Skierowanie projektu ustawy dot. Funduszu Kościelnego do dalszych prac legislacyjnych musi być poprzedzone zawarciem umowy
- powiedział sekretarz Konferencji Episkopatu Polski bp Wojciech Polak. KEP chce rozliczenia Funduszu i liczy na dalsze rozmowy z rządem.
Chodzi o umowę pomiędzy rządem a episkopatem w sprawie zastąpienia Funduszu Kościelnego dobrowolnym odpisem podatkowym. Bp Polak podkreślił, że konieczność podpisania takiego dokumentu była jednym z ustaleń zespołów konkordatowych: rządowego i kościelnego. Zaznaczył, że sprawa ta nie była kwestionowana przez ministra administracji i cyfryzacji Michała Boniego.

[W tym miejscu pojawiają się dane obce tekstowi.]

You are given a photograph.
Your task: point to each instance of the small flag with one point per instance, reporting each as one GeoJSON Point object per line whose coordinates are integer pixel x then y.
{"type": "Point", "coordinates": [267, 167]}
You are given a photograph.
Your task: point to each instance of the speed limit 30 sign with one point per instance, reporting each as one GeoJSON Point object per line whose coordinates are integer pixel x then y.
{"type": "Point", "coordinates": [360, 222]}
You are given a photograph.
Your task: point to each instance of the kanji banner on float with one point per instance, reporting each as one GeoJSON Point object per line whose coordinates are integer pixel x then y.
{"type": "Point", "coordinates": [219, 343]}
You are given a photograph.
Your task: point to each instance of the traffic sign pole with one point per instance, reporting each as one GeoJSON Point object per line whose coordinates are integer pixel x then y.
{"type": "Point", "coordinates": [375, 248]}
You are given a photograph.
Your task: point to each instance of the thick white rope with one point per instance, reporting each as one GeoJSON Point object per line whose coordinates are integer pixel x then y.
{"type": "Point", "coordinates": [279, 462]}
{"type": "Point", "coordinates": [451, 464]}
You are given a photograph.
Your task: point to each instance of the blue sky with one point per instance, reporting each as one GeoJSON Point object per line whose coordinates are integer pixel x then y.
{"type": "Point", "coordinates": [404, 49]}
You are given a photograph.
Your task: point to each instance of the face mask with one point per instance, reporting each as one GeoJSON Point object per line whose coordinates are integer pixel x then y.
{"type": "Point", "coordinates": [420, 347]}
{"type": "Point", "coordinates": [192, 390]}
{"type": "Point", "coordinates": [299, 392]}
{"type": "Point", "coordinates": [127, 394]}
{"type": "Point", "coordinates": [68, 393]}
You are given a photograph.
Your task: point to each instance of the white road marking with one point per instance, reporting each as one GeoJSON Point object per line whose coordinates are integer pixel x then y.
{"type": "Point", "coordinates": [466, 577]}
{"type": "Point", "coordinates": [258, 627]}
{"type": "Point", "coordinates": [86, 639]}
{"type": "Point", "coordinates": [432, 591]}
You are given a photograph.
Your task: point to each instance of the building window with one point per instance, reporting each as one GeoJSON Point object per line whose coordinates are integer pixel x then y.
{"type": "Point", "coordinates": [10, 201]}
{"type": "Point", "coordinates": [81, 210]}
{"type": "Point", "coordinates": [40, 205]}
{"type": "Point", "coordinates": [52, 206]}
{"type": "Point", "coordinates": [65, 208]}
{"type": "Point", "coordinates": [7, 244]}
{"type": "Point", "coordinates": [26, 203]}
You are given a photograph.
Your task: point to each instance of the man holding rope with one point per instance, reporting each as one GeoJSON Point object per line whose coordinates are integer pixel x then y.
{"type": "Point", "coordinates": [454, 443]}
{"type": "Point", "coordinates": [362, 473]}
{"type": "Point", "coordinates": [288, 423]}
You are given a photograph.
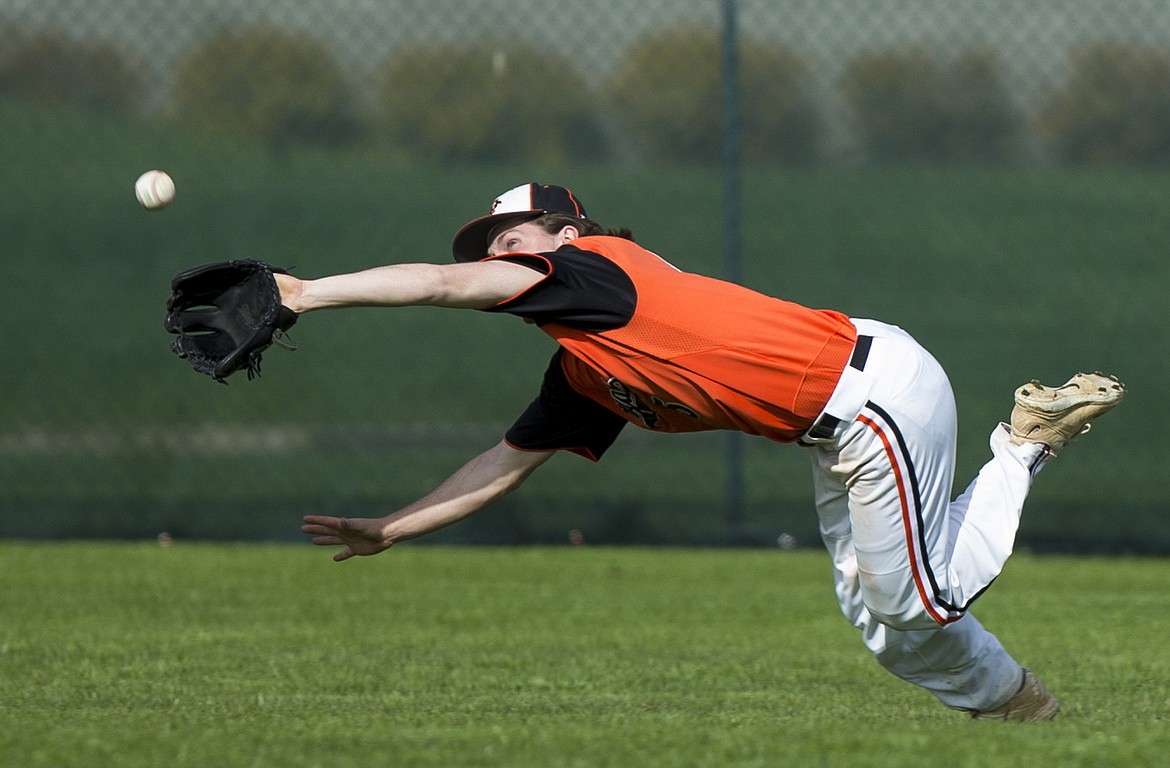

Sekretarz KEP przypomniał, że zasadnicze ustalenia dotyczące Funduszu Kościelnego dotyczyły zaakceptowania rozpoczęcia prac nad przekształceniem Funduszu Kościelnego w dobrowolny odpis podatkowy i wysokości tego odpisu -tj. ostatecznie przyjęte 0,5 proc.
Metropolita warszawski kard. Kazimierz Nycz mówił dziennikarzom, że brak akceptacji uwag strony kościelnej będzie oznaczał konieczność powrotu do negocjacji. Zaznaczył, że nie dotyczyłyby one kwestii wysokości odpisu, gdyż jest ona już ustalona i zaakceptowana przez obydwie strony.
MAC pod koniec lipca skierowało do konsultacji społecznych projekt ustawy wprowadzającej dobrowolny odpis podatkowy na rzecz Kościołów i związków wyznaniowych. Zgodnie z projektem proponowane rozwiązania mają wejść w życie 1 stycznia kolejnego roku, po zdjęciu przez Komisję Europejską z Polski procedury nadmiernego deficytu budżetowego.
Resort informował wtedy, że rząd
wyraża dobrą wolę i deklaruje dołożenie najwyższej staranności,by zmiany proponowane przez projekt znalazły swój wyraz w umowach popisanych z Kościołami i innymi związkami wyznaniowymi. (...) Jeśli jednak nie dojdzie do uzgodnienia stanowisk między rządem a danym Kościołem lub innym związkiem wyznaniowym, projekt trafi do parlamentu bez zawarcia stosownej umowy
- zaznaczono.
W uwagach do projektu przesłanych do MAC sekretariat KEP napisał, że projekt ustawy "należy uznać za nieuzgodniony".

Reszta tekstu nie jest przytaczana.